If you need us, we'll be down at the Rat and Parrot, avoiding them.
By Hugh Upsher
So you’re making your way to what some snobs might believe to be the apex of South African culture, congratulations. The last minute accommodation you organised through a friend of a friend is more humble than you imagined and has a Lord of the Rings poster on the wall. It also smells like a mix of incense and damp, but who cares? You’ll realize that most of the shows you were excited about are completely sold out, and you’ll probably be left to accept cheap seats to plays that are as confusing as they are disappointing. There will also be a surprisingly wide variety of toe rings to try on at the market stalls. Here’s a list of who you’ll meet along the way.
The dead-eyed veteran
This is a weary soul who hit their personal glass ceiling for acting many years earlier. They still hold an undying love for the arts, but are quick to give a reality check to any ambitious up-and-comers waiting for their ‘big break’ to happen. They’ll be even quicker to name drop their ‘close’ friends who are now big stars in 7de Laan and Isidingo. Once they have effectively put you in your place, they’ll shamelessly guilt trip you into going to see the play they wrote, directed and star in.
The travelling vagabond
After chatting to this person for ten minutes without them trying to promote some play, you start questioning their presence at the festival. If pressed, they’ll explain a loose story about how they’re helping a friend to sell vintage clothes, but not really. Something tells you that this person recently cut off their dreads, but still keeps one of them in a decorative wooden box for sentimental reasons. They may present a photocopied zine they made, but then go on to explain how it’s the last copy so they unfortunately can’t give it to you. This will most likely be the closest you’ll ever come to meeting a real life gypsy, so make the most of it and ask them if they have a bankie for you.

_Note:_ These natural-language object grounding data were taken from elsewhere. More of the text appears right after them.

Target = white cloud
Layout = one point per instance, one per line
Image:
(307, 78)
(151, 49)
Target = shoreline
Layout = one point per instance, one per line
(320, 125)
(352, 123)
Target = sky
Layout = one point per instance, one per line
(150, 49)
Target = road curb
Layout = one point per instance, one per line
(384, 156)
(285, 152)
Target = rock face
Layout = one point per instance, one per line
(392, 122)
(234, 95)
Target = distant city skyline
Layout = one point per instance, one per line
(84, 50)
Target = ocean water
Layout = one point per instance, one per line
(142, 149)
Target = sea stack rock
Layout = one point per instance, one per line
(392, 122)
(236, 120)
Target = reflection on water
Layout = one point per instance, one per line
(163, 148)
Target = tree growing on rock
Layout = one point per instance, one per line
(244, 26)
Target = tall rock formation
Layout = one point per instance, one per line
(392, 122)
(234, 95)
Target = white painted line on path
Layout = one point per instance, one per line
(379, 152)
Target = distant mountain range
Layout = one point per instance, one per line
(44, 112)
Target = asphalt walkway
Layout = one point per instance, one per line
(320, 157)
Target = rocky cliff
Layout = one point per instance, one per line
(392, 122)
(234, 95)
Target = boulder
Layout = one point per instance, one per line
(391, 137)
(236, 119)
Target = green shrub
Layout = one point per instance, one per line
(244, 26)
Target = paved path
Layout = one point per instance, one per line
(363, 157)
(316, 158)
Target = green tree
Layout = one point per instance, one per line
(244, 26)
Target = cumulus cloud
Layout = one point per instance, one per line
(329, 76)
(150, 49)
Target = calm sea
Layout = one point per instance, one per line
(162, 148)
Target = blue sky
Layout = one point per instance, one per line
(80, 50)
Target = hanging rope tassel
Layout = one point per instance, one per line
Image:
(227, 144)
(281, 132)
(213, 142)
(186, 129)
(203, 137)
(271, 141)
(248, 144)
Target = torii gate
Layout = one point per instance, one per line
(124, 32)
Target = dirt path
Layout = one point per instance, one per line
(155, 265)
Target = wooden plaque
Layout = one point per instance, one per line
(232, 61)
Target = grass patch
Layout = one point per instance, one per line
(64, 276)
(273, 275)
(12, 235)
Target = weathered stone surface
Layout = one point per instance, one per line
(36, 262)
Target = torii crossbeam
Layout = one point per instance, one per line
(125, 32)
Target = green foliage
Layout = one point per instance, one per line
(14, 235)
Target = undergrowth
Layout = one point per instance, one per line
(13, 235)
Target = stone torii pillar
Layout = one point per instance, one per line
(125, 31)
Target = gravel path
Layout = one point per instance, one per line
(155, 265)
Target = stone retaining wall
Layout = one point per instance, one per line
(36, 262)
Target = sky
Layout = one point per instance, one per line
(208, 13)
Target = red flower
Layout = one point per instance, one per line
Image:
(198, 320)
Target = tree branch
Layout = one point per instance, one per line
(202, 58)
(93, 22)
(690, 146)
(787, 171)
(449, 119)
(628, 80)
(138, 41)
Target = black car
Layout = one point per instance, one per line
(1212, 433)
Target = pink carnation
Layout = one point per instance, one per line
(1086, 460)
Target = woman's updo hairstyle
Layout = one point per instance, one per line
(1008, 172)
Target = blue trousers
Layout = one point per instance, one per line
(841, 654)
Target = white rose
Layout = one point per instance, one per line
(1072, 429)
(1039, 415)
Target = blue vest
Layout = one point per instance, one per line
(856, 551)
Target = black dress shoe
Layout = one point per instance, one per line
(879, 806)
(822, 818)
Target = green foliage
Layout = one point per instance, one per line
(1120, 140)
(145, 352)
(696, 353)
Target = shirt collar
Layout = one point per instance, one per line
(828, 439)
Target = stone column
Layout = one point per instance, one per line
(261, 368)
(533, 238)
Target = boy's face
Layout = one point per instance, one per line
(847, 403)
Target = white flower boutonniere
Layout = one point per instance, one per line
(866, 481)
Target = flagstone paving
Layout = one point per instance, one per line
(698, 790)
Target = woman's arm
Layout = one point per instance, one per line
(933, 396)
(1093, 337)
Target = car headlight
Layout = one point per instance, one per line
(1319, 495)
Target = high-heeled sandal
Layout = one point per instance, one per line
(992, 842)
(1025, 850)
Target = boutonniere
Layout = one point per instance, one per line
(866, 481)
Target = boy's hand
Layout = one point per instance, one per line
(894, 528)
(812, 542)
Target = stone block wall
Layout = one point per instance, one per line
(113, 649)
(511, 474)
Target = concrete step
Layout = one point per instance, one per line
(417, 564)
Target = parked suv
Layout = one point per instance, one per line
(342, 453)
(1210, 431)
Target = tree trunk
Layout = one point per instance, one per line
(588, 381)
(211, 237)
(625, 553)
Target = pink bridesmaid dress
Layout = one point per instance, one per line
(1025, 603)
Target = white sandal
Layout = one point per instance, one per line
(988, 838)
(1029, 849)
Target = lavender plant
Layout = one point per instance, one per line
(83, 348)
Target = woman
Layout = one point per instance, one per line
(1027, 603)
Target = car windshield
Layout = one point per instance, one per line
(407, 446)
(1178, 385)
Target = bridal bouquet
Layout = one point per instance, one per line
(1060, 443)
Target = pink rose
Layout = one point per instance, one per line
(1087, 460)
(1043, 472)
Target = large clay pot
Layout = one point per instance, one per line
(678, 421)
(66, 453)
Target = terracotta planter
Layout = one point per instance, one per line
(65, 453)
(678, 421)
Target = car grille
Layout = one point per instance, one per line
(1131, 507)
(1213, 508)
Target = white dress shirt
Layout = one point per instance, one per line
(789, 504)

The bright-eyed first-timer
Man, this person is positively brimming with lekker vibes. You can just tell that they haven’t been let out the house too often, and all this fresh air is really getting to them. They’ll genuinely want to learn about who you are and what your hopes and dreams are, while wearing a T-shirt they designed and printed all by themselves. They’ll get drunk embarrassingly quick and most probably bring up the family dog on multiple occasions. Make sure to ask their opinions on plays that don’t exist to get a quick gauge of how much bullshit they’re willing to peddle to try impress you.
The lead actor
This sweet, presumably gay actor has that enduring balance of charm and self-deprecation that’ll surely win you over. They were most likely raised in a small Calvinist town, which has resulted in an internal battle where they’re naturally modest, while still yearning to be flamboyant.
The stay-over student
This person ended up milling around not by accident, but more a lack of organized thought. They are on student break and were supposed to head back to Port Elizabeth to see family, but had a minor blow-out with their dad which led to them cancelling the trip out of spite. You may think they would have an interest in theatre, but you’ll be wrong. They are usually second year Journalism students at Rhodes and will find a way to bring up that Hunter S. Thompson is a personal hero of theirs. That said, they’ll be your best bet for a solid drinking buddy at the Rat and Parrot.